This topic describes the Elastic Compute Service (ECS) instance families supported by E-MapReduce (EMR) and their application scenarios.

ECS instance families supported by EMR

  • General purpose

    This instance family uses cloud disks for storage. The ratio of vCPUs to memory is 1:4, for example, 8 vCPUs and 32 GiB memory.

  • Compute optimized

    This instance family uses cloud disks for storage and provides more computing resources. The ratio of vCPUs to memory is 1:2, for example, 8 vCPUs and 16 GiB memory.

  • Memory optimized

    This instance family uses cloud disks for storage and provides more memory resources. The ratio of vCPUs to memory is 1:8, for example, 8 vCPUs and 64 GiB memory.

  • Big data

    This instance family uses local SATA disks for storage, which is highly cost-effective. If you want to store large volumes of data (terabytes), we recommend that you use this instance family.

    Note This instance family only applies to core nodes. Core nodes can be created only in Hadoop, Flink, and Druid clusters.
  • Local SSD type

    This instance family uses local SSDs for storage, which provides high local IOPS and throughput.

  • Shared type (entry level)

    Instances in this instance family share CPUs, so they are not stable in scenarios that require large volumes of computing. This instance family is suitable for entry-level users, not enterprise customers.

  • GPU

    This instance family is a heterogeneous GPU-based model and applies to scenarios such as machine learning.

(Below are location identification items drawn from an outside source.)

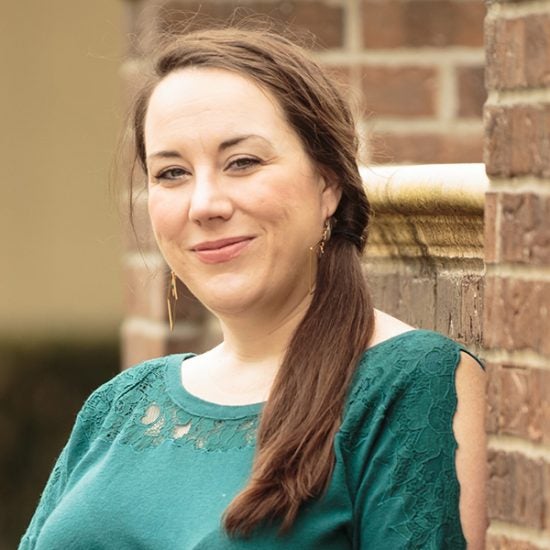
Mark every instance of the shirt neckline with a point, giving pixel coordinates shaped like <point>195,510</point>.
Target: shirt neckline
<point>198,406</point>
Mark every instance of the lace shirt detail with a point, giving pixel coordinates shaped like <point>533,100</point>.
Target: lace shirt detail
<point>148,416</point>
<point>145,453</point>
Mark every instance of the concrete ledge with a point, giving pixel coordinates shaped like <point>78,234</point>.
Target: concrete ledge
<point>428,210</point>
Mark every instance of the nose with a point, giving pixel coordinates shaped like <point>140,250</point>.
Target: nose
<point>209,199</point>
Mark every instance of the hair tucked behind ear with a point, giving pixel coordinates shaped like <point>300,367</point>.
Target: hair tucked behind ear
<point>294,456</point>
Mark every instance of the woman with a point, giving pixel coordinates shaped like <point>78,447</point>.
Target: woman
<point>257,206</point>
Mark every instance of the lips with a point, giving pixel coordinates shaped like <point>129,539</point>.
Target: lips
<point>222,250</point>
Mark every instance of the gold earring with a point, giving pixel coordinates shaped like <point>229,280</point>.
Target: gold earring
<point>172,295</point>
<point>311,273</point>
<point>327,229</point>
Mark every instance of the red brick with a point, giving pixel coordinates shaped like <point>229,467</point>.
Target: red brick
<point>322,20</point>
<point>525,228</point>
<point>492,204</point>
<point>400,91</point>
<point>546,490</point>
<point>471,91</point>
<point>515,489</point>
<point>520,402</point>
<point>517,140</point>
<point>425,148</point>
<point>517,314</point>
<point>499,542</point>
<point>413,23</point>
<point>518,52</point>
<point>472,291</point>
<point>492,418</point>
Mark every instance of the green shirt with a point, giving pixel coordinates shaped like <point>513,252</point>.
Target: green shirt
<point>150,466</point>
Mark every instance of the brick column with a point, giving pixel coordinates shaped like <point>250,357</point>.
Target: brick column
<point>517,296</point>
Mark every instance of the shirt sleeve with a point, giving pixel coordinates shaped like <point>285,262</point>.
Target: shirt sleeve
<point>402,457</point>
<point>87,424</point>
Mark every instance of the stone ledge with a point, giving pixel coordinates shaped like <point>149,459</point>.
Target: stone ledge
<point>431,210</point>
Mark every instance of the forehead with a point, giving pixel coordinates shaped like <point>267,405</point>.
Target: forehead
<point>194,99</point>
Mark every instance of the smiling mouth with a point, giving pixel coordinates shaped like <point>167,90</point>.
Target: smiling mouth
<point>220,251</point>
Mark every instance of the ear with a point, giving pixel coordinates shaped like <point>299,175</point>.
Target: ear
<point>331,195</point>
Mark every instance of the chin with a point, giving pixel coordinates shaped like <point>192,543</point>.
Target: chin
<point>229,296</point>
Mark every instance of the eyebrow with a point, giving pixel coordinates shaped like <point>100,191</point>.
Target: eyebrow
<point>223,145</point>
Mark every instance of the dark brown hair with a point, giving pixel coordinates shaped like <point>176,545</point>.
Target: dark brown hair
<point>294,456</point>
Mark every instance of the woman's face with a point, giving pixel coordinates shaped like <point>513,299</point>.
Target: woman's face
<point>234,200</point>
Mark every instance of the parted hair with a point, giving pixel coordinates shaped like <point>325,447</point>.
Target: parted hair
<point>294,457</point>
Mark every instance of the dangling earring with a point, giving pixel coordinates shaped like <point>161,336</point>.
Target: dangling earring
<point>327,228</point>
<point>172,295</point>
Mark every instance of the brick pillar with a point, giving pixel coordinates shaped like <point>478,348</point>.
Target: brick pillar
<point>517,296</point>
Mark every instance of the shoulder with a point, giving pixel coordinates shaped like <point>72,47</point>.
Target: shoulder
<point>412,373</point>
<point>126,387</point>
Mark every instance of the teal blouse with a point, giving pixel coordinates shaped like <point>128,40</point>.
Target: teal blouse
<point>150,466</point>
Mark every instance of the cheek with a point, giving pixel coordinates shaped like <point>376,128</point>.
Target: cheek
<point>165,215</point>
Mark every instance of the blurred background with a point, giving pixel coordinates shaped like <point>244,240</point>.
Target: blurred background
<point>60,282</point>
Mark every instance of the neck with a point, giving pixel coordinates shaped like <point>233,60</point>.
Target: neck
<point>261,339</point>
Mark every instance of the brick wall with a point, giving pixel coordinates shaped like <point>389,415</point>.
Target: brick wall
<point>517,299</point>
<point>412,68</point>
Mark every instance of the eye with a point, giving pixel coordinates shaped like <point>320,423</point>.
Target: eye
<point>243,163</point>
<point>171,174</point>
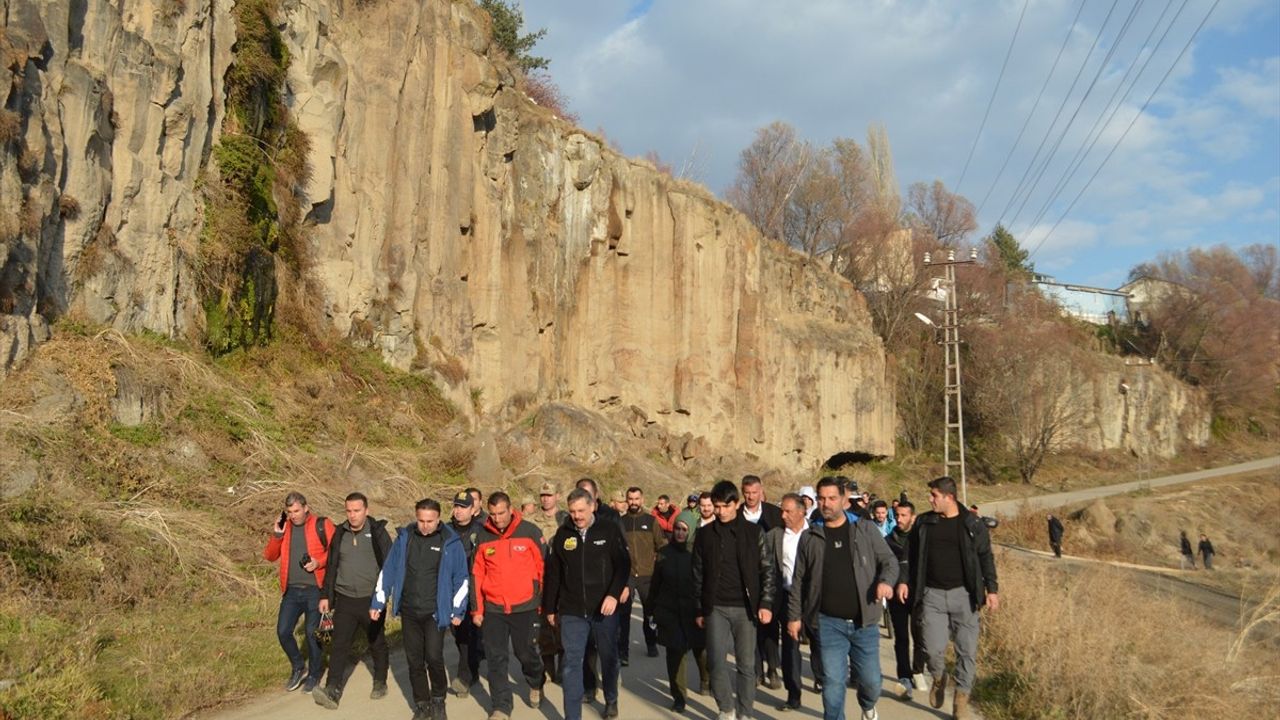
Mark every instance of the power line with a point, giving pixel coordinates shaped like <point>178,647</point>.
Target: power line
<point>1111,108</point>
<point>1057,144</point>
<point>992,100</point>
<point>1034,106</point>
<point>1022,181</point>
<point>1134,121</point>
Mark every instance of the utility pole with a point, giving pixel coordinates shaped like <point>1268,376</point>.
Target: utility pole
<point>954,424</point>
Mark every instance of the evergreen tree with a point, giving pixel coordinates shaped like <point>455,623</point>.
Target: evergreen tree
<point>1010,254</point>
<point>507,23</point>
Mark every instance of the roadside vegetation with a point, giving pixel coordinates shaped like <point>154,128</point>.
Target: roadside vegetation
<point>131,552</point>
<point>1089,645</point>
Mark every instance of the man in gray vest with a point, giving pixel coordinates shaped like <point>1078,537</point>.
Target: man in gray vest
<point>356,556</point>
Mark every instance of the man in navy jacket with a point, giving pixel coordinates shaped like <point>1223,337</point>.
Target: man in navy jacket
<point>425,580</point>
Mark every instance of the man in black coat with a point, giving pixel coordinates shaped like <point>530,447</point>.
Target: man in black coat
<point>586,572</point>
<point>768,516</point>
<point>1055,536</point>
<point>735,586</point>
<point>356,555</point>
<point>952,577</point>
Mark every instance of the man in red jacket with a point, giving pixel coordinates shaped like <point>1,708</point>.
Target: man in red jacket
<point>300,542</point>
<point>506,595</point>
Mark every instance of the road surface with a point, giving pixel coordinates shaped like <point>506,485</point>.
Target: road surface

Application scenarios of instance families

  • Master nodes

    Instances in general-purpose and memory-optimized instance families can serve as master nodes for EMR. They are suitable for scenarios where data is stored on cloud disks provided by Alibaba Cloud. There are three replicas of data to ensure high data reliability.

  • Core nodes
    • Instances in general-purpose, compute-optimized, and memory-optimized instance families can serve as core nodes for EMR. They are suitable for small volumes of data (below terabytes) and scenarios in which OSS is used as primary data storage.
    • If the volume of data is 10 terabytes or more, we recommend that you use the big data type because it is more cost-effective.
    • If local disks are used, the data reliability cannot be ensured because data is maintained on the EMR platform.
  • Task nodes

    All instance families except the big data type apply to task nodes to supplement the computing capabilities of a cluster. The local SSD type is in development.